Baca artikel IDN Times lainnya di IDN App
Install

Pramono: DKI Siap Lakukan Operasi Modifikasi Cuaca Atasi Kekeringan

Pramono: DKI Siap Lakukan Operasi Modifikasi Cuaca Atasi Kekeringan
Gubernur DKI Jakarta, Pramono Anung saat meluncurkan pembayaran tiket nirsentuh MRT Bundaran HI, Jakarta Pusat, Rabu (29/7/2026). (IDN Times/Dini Suciatiningrum)
Intinya Sih
  • Pemprov DKI Jakarta siap menggelar Operasi Modifikasi Cuaca bila diperlukan untuk memicu hujan, setelah Jakarta hampir tiga pekan tanpa hujan dan beberapa wilayah mengalami kekeringan.
  • Gubernur Pramono Anung menyebut BPBD DKI telah menyiapkan pelaksanaan OMC; kekeringan di wilayah sekitar Jakarta juga dinilai berpotensi memengaruhi Ibu Kota.
  • BMKG melaporkan Hari Tanpa Hujan makin panjang saat puncak kemarau, dengan El Niño aktif memperkuat kondisi kering dan risiko kekeringan serta kebakaran.
This section summary was AI-assisted and reviewed by our editorial team.
Share Article

Jakarta, IDN Times – Pemerintah Provinsi DKI Jakarta siap melakukan Operasi Modifikasi Cuaca (OMC) jika diperlukan untuk mengatasi dampak kekeringan yang mulai dirasakan masyarakat. Apalagi, Jakarta hampir tiga pekan tanpa hujan.

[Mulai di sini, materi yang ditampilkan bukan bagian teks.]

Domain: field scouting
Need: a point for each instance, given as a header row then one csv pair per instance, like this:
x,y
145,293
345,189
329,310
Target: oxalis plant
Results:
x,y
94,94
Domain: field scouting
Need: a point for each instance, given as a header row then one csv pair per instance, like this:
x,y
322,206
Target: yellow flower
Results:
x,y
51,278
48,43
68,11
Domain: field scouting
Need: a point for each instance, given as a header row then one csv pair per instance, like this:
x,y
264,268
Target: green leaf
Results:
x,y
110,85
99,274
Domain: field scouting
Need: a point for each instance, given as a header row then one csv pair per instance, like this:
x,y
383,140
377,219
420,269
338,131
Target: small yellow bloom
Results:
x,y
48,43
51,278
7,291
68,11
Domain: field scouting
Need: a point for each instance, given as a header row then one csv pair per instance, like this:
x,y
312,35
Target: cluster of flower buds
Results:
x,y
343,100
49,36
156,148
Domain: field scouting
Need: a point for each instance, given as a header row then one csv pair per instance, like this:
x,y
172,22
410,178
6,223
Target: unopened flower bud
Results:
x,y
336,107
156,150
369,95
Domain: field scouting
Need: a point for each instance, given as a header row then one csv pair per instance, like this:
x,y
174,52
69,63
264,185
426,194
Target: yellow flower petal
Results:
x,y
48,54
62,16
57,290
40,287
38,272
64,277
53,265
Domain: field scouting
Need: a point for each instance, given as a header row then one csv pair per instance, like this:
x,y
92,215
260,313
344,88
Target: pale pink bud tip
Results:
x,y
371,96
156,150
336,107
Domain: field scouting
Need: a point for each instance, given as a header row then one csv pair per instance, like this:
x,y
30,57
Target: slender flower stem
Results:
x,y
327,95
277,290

Gubernur DKI Jakarta Pramono Anung mengatakan, Badan Penanggulangan Bencana Daerah (BPBD) DKI Jakarta telah melakukan berbagai persiapan sehingga OMC dapat segera dijalankan ketika kondisi mengharuskan.

"Siap kapan saja dilakukan. Yang jelas Pemerintah DKI Jakarta melalui Badan Penanggulangan Bencana Daerah juga sudah melakukan persiapan kalau memang diperlukan," kata Pramono di Balai Kota Jakarta, Rabu (29/7/2026).

1. OMC untuk datangkan hujan

Pemerintah Provinsi DKI Jakarta kembali melaksanakan Operasi Modifikasi Cuaca (OMC).
Pemerintah Provinsi DKI Jakarta kembali melaksanakan Operasi Modifikasi Cuaca (OMC). (Dok. Bpbd DKI)

Pramono menjelaskan, jika selama musim hujan OMC dilakukan untuk mengurangi curah hujan, kali ini langkah tersebut justru disiapkan untuk memicu hujan guna mengatasi kekeringan.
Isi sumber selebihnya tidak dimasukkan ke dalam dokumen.